Dans l'urgence, la Coordination des étudiants de Saint-Louis (CESL) indique avoir pris des dispositions pour faire face. Le président de séance de la CESL renseigne qu’une grève illimitée a été décrétée et le combat se poursuivra sur le terrain pour demander justice et la fin de la répression brutale contre les manifestants pacifiques.

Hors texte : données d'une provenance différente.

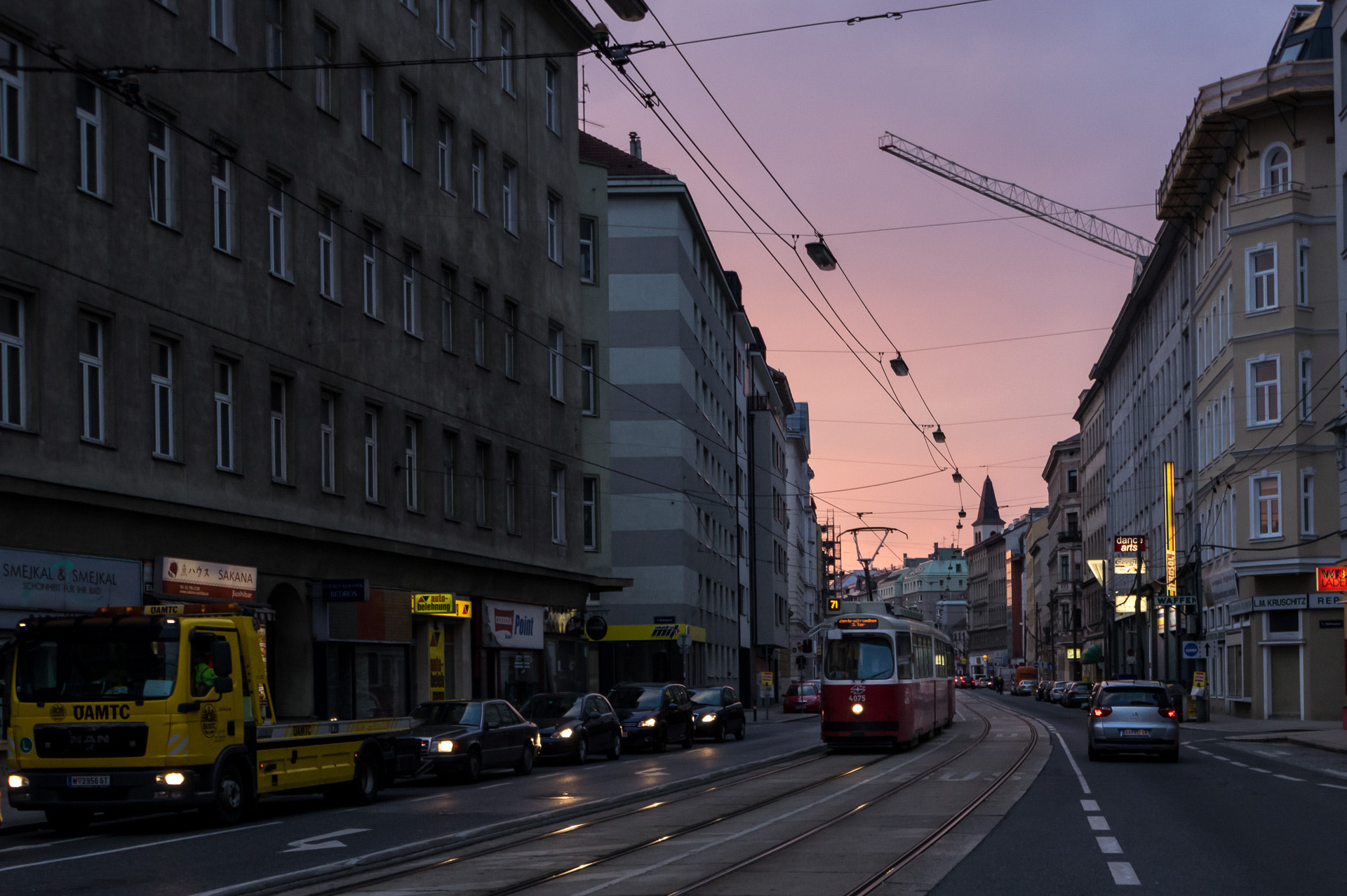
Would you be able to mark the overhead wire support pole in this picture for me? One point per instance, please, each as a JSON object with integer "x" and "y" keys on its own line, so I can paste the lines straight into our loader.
{"x": 1075, "y": 221}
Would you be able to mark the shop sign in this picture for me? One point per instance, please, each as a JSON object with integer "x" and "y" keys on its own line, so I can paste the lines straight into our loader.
{"x": 180, "y": 577}
{"x": 512, "y": 625}
{"x": 72, "y": 582}
{"x": 442, "y": 606}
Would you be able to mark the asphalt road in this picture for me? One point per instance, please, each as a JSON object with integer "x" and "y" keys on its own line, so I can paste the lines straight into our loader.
{"x": 177, "y": 856}
{"x": 1228, "y": 818}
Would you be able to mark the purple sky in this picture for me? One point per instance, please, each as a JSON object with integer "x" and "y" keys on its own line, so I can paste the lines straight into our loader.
{"x": 1079, "y": 101}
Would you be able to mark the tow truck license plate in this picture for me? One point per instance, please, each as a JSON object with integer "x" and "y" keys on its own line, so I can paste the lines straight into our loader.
{"x": 89, "y": 780}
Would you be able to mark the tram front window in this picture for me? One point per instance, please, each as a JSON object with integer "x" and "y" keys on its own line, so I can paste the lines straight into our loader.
{"x": 859, "y": 658}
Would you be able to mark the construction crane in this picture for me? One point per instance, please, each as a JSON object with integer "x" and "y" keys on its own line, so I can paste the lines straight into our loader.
{"x": 1082, "y": 224}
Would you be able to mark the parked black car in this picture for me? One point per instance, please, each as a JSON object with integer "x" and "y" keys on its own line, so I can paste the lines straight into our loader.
{"x": 574, "y": 724}
{"x": 462, "y": 739}
{"x": 654, "y": 714}
{"x": 718, "y": 713}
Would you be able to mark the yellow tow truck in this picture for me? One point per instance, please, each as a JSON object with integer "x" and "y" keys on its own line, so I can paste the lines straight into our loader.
{"x": 166, "y": 708}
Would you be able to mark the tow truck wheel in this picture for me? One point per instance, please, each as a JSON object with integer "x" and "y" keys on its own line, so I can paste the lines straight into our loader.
{"x": 69, "y": 821}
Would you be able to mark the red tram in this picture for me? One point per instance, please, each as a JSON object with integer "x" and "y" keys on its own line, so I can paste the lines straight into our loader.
{"x": 888, "y": 676}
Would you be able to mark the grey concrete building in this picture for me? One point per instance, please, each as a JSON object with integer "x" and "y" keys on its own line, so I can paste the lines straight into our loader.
{"x": 317, "y": 325}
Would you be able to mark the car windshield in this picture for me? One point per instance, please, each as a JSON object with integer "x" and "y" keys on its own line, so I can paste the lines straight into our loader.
{"x": 1134, "y": 697}
{"x": 636, "y": 697}
{"x": 468, "y": 714}
{"x": 551, "y": 707}
{"x": 114, "y": 666}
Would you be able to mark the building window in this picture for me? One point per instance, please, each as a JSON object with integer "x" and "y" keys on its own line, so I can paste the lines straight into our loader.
{"x": 372, "y": 455}
{"x": 367, "y": 100}
{"x": 224, "y": 414}
{"x": 411, "y": 314}
{"x": 481, "y": 471}
{"x": 558, "y": 504}
{"x": 278, "y": 430}
{"x": 408, "y": 127}
{"x": 551, "y": 109}
{"x": 276, "y": 201}
{"x": 325, "y": 45}
{"x": 92, "y": 377}
{"x": 507, "y": 62}
{"x": 556, "y": 379}
{"x": 1266, "y": 511}
{"x": 1263, "y": 278}
{"x": 1264, "y": 391}
{"x": 589, "y": 386}
{"x": 11, "y": 361}
{"x": 478, "y": 177}
{"x": 222, "y": 197}
{"x": 275, "y": 38}
{"x": 511, "y": 337}
{"x": 590, "y": 495}
{"x": 554, "y": 237}
{"x": 161, "y": 386}
{"x": 328, "y": 439}
{"x": 511, "y": 492}
{"x": 89, "y": 114}
{"x": 1307, "y": 502}
{"x": 411, "y": 467}
{"x": 370, "y": 271}
{"x": 588, "y": 269}
{"x": 445, "y": 155}
{"x": 161, "y": 174}
{"x": 13, "y": 98}
{"x": 328, "y": 251}
{"x": 509, "y": 178}
{"x": 222, "y": 22}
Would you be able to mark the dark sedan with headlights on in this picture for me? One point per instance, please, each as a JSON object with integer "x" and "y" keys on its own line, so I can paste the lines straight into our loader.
{"x": 718, "y": 713}
{"x": 462, "y": 739}
{"x": 572, "y": 726}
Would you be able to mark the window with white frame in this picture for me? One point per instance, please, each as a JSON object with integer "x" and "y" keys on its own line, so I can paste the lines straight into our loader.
{"x": 92, "y": 379}
{"x": 411, "y": 465}
{"x": 222, "y": 200}
{"x": 13, "y": 99}
{"x": 224, "y": 377}
{"x": 558, "y": 504}
{"x": 161, "y": 173}
{"x": 161, "y": 387}
{"x": 89, "y": 114}
{"x": 556, "y": 370}
{"x": 1307, "y": 502}
{"x": 278, "y": 430}
{"x": 1261, "y": 274}
{"x": 325, "y": 54}
{"x": 1264, "y": 391}
{"x": 370, "y": 271}
{"x": 407, "y": 126}
{"x": 411, "y": 313}
{"x": 372, "y": 455}
{"x": 328, "y": 441}
{"x": 13, "y": 361}
{"x": 1265, "y": 490}
{"x": 445, "y": 154}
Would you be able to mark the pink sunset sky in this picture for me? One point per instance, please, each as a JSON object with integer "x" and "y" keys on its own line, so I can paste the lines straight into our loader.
{"x": 1078, "y": 100}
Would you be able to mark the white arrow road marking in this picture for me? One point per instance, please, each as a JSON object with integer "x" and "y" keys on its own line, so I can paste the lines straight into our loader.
{"x": 322, "y": 841}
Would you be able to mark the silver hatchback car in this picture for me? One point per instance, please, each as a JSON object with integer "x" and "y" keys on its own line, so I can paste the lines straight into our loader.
{"x": 1132, "y": 717}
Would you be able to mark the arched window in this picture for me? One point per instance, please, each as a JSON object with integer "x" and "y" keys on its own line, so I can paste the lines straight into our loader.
{"x": 1278, "y": 170}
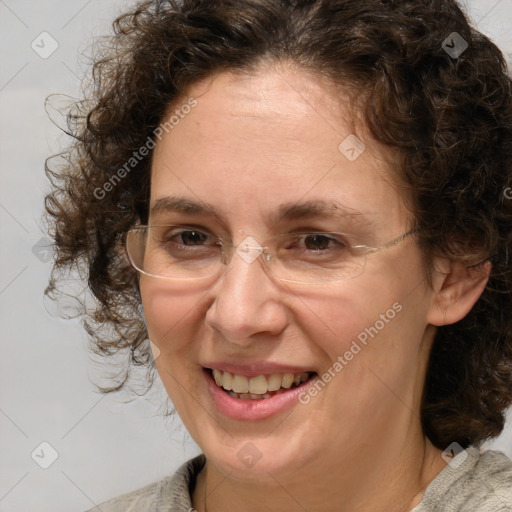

“Nous exigeons que toute la lumière soit faite sur les circonstances exactes de cette mort et que les responsables soient identifiés et jugés. La vie de notre camarade ne doit pas être banalisée, ni passée sous silence. Plus jamais ça ! Plus jamais la mort d'un étudiant dans de telles circonstances ! Nous ne lâcherons pas, nous continuerons à nous mobiliser jusqu'à ce que justice soit rendue pour notre camarade. Que l'enquête ouverte par le procureur aille jusqu'au bout. La Coordination des étudiants de Saint-Louis n’acceptera pas que celle-ci soit classée ou qu’elle traîne en longueur comme les autres”, prévient-il.

 

Fake news et manipulation de la vérité

Poussant le bouchon plus loin, les étudiants demandent au chef de l’État de démettre les ministres de l’Enseignement supérieur et de l'Intérieur et les autres hauts responsables impliqués dans le drame de l’UGB.  “Depuis vendredi, le jour de l’incident, des communiqués manipulateurs assaillent les réseaux sociaux pour pervertir les faits et blanchir les forces de sécurité. Mais cela ne passera pas. Leurs auteurs ne peuvent pas divertir les étudiants du Sénégal. Nous resterons unis pour que toute la lumière soit faite autour de cette affaire criminelle. La mort d’Alpha Tounkara sera élucidée et tous les responsables qui y ont touché, de près ou de loin, seront sévèrement traqués et condamnés. Cette fois-ci, les étudiants ne lâcheront pas prise”, assure Adama Mamadou Kane. 

Dans la même veine, ces étudiants dénoncent avec la dernière énergie le transfert du corps d’Alpha Tounkara à Dakar pour les besoins de l'autopsie, sans aviser ni la CESL, ni sa propre famille.

Il faut signaler que des membres de la famille de l'étudiant tué ont fait le déplacement sur Saint-Louis pour être près de ses collègues et partager avec eux la douleur et la tristesse. La CESL a également reçu un autre soutien de taille, avec le Saes qui a décrété 48 heures de grève pour fustiger les bavures policières et la violation des franchises universitaires.